Two games have been played on Sunday -- the April 15 home opener in the rain and on Mother's Day (that game was dictated by the league to show one MLS game on Telefura that Sunday, de Grandpre said). Two games have been played in the rain with the threat of precipitation for a third match.
"So, I think we've got to wait until we get to the halfway point and really assess how things are going," de Grandpre. "But if you look at our season ticket sales, we are surpassing numbers that this team had in 2001 and 2000. These are significant numbers. We are really satisfied with that push. It's been our focus in developing our core fan base of season ticket holders."
However, de Grandpre did not give any specific numbers on season-ticket sales.
During his tenure as MetroStars president and general manager, Nick Sakiewicz said the club usually had 3,200-3,300 season ticket-holders a season.
"It was also hard to increase season tickets in an 80,000-seat stadium," said Sakiewicz, who is president of Anschutz Entertainment Group New York/New Jersey.
From 2000-2005, the Metros focused on group sales, which included YMCA and youth soccer clubs and teams. The Metros attracted about 85,000-95,000 a season using that strategy, Sakiewicz said.
Despite the slow start, the Red Bulls aren't planning any big promotions in the near future.
"I've stuck to my guns since day one and we've stayed focused on this," de Grandpre said. "Would you rather see a 40-foot billboard of the Red Bulls in Times Square for a week or would you rather have JPA (Juan Pablo Angel) on the field for a couple of years? We would rather have JP on the field.
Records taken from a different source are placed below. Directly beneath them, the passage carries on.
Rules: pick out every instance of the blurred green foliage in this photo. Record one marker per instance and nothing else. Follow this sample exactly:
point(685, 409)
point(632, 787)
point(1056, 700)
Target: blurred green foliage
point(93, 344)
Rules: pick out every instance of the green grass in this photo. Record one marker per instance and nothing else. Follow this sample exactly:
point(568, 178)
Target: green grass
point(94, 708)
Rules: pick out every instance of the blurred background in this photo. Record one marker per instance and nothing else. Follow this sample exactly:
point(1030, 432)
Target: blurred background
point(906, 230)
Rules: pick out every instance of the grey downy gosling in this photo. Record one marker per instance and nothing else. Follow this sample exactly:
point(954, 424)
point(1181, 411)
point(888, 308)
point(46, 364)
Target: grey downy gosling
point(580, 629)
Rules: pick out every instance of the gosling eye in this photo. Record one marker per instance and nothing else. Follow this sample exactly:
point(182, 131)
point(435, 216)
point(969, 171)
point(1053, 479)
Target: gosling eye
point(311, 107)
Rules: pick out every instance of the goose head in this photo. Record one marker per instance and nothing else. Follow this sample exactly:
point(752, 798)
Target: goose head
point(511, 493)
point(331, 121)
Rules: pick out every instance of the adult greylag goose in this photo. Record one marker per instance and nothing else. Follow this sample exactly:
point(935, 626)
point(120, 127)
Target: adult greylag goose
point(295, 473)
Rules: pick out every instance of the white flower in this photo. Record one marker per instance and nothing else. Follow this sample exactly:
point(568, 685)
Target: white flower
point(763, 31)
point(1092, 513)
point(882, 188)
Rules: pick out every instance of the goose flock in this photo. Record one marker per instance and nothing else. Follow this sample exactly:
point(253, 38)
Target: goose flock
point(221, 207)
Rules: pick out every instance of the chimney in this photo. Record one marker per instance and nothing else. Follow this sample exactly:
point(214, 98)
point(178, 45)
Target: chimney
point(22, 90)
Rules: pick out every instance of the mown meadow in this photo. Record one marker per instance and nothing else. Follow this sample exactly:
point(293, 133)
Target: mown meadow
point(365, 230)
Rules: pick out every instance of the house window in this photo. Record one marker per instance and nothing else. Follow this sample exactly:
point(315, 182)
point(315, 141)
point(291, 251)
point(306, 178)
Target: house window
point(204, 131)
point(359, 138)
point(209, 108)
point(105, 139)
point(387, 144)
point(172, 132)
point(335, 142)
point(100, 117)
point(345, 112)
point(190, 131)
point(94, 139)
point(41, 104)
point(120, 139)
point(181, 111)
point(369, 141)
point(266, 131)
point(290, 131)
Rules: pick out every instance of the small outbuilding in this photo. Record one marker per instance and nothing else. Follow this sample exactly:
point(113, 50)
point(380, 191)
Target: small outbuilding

We think that's a no-brainer and that's what we're going to keep focusing on."
In other words, de Grandpre said the team will stick to the marketing budget and continue to focus on its objective of putting the team first before promotions.
"We're running a business here and we forecast a budget with our parent company," he said. "We want to make sure we stick to our focus, to our objective, and that's to invest in the team. We made a strategic decision to spend the money on the team and not on marketing. And we're very happy with that decision to date with the results on the field."
De Grandpre said he and his staff were "a little surprised" by the low crowd numbers. However, if numbers do not rise during the summer while the team continues to record wins, the front office's focus most likely will change.
"We're not going to steer off course just yet," he said. "But if we win consistently this year and we make a run for it in the playoffs, and we still can't get fans there, we're going to have to readjust our strategy in '08 and beyond. Obviously, winning is our key focus right now and we'll stick to it for this season."